How has the Top Manager Programme adapted as the NHS and care system has evolved?

A particular shift in emphasis has been the move beyond personal development to building the participant’s capabilities for system leadership. The programme is now much more explicit about the connections between a participant as a person and the role they take up in groups, organisations and systems. We now recruit more participants from social care, and the private and third sectors as well as NHS organisations to create a temporary learning community that better reflects the wider health and social care system. The programme design has evolved to include more ways of helping participants to develop their own theories of change, relevant to their own contexts.

What is the range of backgrounds and sectors of the participants on the TMP?

Participants come from across the four UK and Republic of Ireland health and care systems as well as from further afield. While there is no typical TMP participant, they tend to work in a range of senior roles across different sectors and hierarchies in NHS organisations, local government and the third sector. So we get clinical leaders, mental health specialists, academic leads and public health leaders. We’ve had GP leads for a clinical commissioning group or a vanguard pilot; the finance director of a community hospital; the deputy chief nurse of an acute trust; a director of adult services in local government; and chief executives of third-sector organisations or social enterprises.

Are there any groups of potential senior leaders whom you’d like to encourage onto the course?

We would particularly welcome more participants from social care and third-sector organisations, and can offer some bursaries to support leaders from these sectors to apply. We would also particularly encourage applications from Black, Asian and ethnic minority groups – leaders from these communities are often under-represented in development programmes. We can offer some bursaries and application support to Black, Asian and ethnic minority applicants in acknowledgement of the systemic issues that can block their participation.

What do people tell you about the impact of the programme?

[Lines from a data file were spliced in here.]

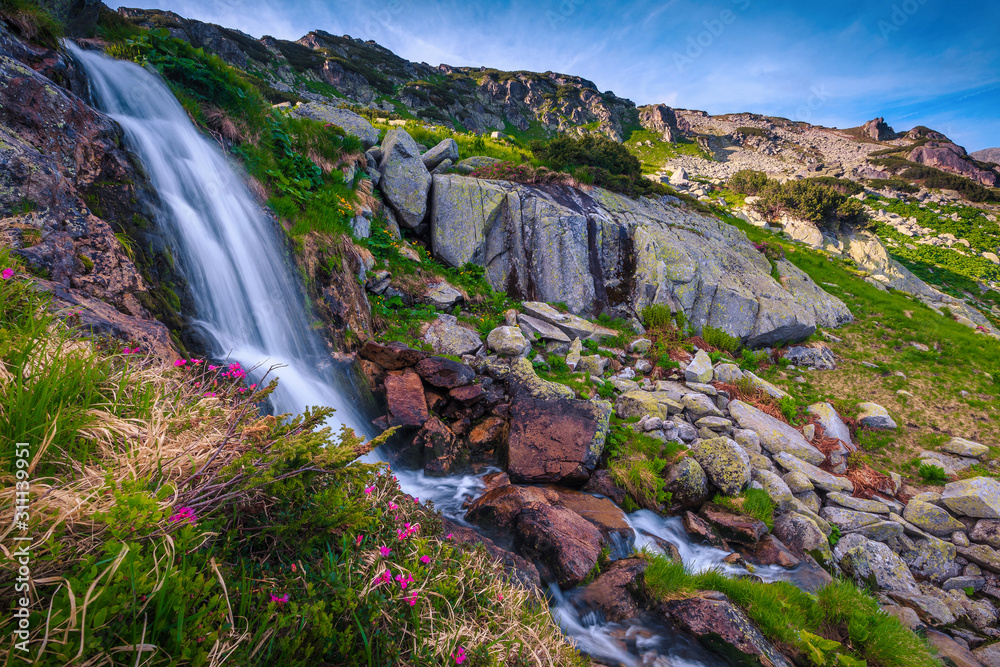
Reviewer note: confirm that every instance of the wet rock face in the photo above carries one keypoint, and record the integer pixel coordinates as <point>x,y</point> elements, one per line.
<point>601,250</point>
<point>57,152</point>
<point>559,538</point>
<point>723,627</point>
<point>556,441</point>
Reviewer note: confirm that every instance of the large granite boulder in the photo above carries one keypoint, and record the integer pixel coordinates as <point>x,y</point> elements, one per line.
<point>405,180</point>
<point>775,435</point>
<point>558,441</point>
<point>599,249</point>
<point>345,119</point>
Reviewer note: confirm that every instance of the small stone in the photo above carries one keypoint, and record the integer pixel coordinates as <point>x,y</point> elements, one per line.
<point>640,345</point>
<point>507,341</point>
<point>963,447</point>
<point>573,356</point>
<point>876,417</point>
<point>714,423</point>
<point>977,497</point>
<point>797,482</point>
<point>700,369</point>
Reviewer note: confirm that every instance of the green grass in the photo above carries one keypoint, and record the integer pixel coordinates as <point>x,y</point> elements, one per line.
<point>851,623</point>
<point>654,157</point>
<point>751,502</point>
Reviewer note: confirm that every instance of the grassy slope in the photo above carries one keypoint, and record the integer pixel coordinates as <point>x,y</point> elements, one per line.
<point>885,325</point>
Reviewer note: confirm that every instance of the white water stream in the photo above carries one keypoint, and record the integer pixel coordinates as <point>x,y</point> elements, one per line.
<point>251,309</point>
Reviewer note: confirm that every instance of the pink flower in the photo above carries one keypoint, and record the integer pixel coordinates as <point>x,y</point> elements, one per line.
<point>184,514</point>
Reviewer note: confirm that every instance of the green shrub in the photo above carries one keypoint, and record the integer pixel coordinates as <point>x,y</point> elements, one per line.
<point>720,339</point>
<point>751,502</point>
<point>748,182</point>
<point>932,474</point>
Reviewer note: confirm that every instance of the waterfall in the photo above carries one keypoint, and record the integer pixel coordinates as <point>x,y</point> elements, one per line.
<point>247,300</point>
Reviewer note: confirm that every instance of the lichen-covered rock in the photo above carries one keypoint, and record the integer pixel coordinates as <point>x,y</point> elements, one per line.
<point>405,180</point>
<point>820,478</point>
<point>963,447</point>
<point>345,119</point>
<point>833,425</point>
<point>775,487</point>
<point>726,464</point>
<point>875,416</point>
<point>687,482</point>
<point>700,368</point>
<point>725,628</point>
<point>873,564</point>
<point>978,497</point>
<point>524,382</point>
<point>597,250</point>
<point>637,403</point>
<point>801,534</point>
<point>557,441</point>
<point>931,518</point>
<point>447,336</point>
<point>775,435</point>
<point>447,149</point>
<point>507,341</point>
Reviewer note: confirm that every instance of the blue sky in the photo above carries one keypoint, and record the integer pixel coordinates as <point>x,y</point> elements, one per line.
<point>839,63</point>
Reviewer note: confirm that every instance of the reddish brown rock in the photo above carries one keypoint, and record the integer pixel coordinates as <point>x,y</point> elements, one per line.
<point>467,395</point>
<point>392,356</point>
<point>733,527</point>
<point>522,571</point>
<point>487,434</point>
<point>701,531</point>
<point>617,592</point>
<point>558,441</point>
<point>769,551</point>
<point>435,400</point>
<point>566,543</point>
<point>442,454</point>
<point>498,508</point>
<point>604,514</point>
<point>404,397</point>
<point>723,627</point>
<point>601,482</point>
<point>445,373</point>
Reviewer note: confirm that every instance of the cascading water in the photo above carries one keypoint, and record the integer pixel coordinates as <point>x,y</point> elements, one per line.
<point>250,308</point>
<point>247,301</point>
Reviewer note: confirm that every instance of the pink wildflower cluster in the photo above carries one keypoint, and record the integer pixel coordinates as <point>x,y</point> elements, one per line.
<point>184,514</point>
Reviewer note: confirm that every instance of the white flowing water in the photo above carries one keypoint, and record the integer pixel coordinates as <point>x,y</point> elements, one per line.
<point>250,308</point>
<point>247,301</point>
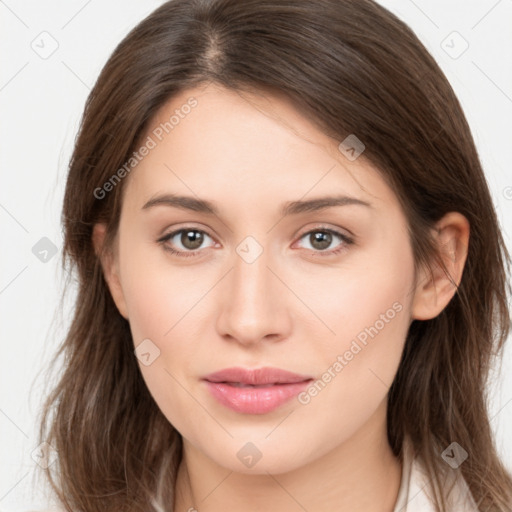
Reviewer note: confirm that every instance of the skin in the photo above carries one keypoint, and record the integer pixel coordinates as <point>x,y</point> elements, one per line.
<point>293,307</point>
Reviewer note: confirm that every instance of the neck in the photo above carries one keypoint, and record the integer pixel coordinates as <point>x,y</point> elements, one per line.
<point>338,480</point>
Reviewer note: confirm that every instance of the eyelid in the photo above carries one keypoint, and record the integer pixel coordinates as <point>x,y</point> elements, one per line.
<point>345,238</point>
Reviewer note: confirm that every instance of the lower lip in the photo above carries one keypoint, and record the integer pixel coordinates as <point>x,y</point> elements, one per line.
<point>250,400</point>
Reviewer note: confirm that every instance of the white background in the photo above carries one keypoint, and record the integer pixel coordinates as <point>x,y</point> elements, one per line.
<point>41,101</point>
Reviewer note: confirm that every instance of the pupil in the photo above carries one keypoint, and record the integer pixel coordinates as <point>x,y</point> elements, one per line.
<point>191,239</point>
<point>321,239</point>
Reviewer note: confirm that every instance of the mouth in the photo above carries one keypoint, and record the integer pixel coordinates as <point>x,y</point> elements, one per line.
<point>257,391</point>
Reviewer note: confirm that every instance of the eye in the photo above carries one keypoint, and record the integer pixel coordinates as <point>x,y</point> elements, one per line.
<point>322,238</point>
<point>187,240</point>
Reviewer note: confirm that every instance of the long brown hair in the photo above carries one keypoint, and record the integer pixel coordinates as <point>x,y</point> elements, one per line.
<point>352,67</point>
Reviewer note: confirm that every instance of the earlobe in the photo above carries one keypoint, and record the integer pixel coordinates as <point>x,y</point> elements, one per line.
<point>434,291</point>
<point>109,264</point>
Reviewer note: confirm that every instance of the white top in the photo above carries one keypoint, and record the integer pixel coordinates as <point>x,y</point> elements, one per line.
<point>414,493</point>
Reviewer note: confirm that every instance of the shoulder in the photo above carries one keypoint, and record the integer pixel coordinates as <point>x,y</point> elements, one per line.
<point>415,492</point>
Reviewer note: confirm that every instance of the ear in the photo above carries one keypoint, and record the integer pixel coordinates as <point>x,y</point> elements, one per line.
<point>109,263</point>
<point>434,292</point>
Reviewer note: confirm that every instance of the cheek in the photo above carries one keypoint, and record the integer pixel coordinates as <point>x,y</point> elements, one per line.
<point>367,307</point>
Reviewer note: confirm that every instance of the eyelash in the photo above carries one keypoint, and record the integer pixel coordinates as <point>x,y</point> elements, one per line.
<point>185,254</point>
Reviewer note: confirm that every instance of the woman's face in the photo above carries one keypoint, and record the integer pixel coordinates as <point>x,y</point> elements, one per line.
<point>264,281</point>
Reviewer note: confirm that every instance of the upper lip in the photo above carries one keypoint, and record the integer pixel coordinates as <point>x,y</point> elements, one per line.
<point>257,376</point>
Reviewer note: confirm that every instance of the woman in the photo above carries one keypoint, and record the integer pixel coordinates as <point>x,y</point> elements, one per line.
<point>291,276</point>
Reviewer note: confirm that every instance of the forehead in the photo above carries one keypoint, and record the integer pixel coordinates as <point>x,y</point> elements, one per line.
<point>211,141</point>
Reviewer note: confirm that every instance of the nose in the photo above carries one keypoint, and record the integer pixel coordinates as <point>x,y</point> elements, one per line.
<point>254,303</point>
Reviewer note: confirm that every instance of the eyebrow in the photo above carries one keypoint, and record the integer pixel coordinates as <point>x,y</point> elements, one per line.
<point>289,208</point>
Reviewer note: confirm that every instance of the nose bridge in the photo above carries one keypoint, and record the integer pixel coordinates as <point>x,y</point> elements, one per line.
<point>254,307</point>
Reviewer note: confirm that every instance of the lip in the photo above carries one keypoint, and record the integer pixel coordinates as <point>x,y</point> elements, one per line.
<point>235,388</point>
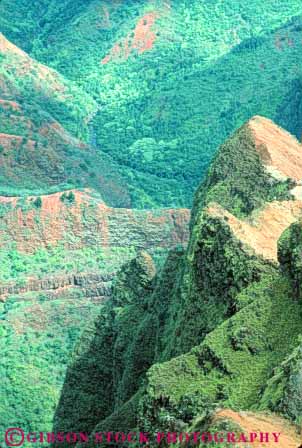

Participants say that the impact continues to develop years after the programme ends. They describe how scenarios from the temporary learning community unfold time and again throughout their leadership careers. As an excellent example of the feedback we get, one participant told us how the programme helped her to confront her own assumptions and prejudices. She said that it was only after attending the TMP that she really understood what it means to listen – confronting her own assumptions was part of that. She described how it forced her to understand her own and others’ difference, her own behaviour and the things that could have been driving that.

In the context of tightened budgets, cuts and increasing time pressures, what are the benefits of doing the TMP now?

TMP is a long-term, rigorous investment in the individual and the system. The context right now invites – perhaps even demands – this kind of rigour. The challenges we face are inherently complex and require more than simply reactive leadership. The programme helps leaders to feel more equipped to deal with these and better able to understand and work with the nuances of complex challenges. Equally importantly, they have developed a network of peers with a shared language and a more sophisticated set of practices for leading the future shape of health and social care.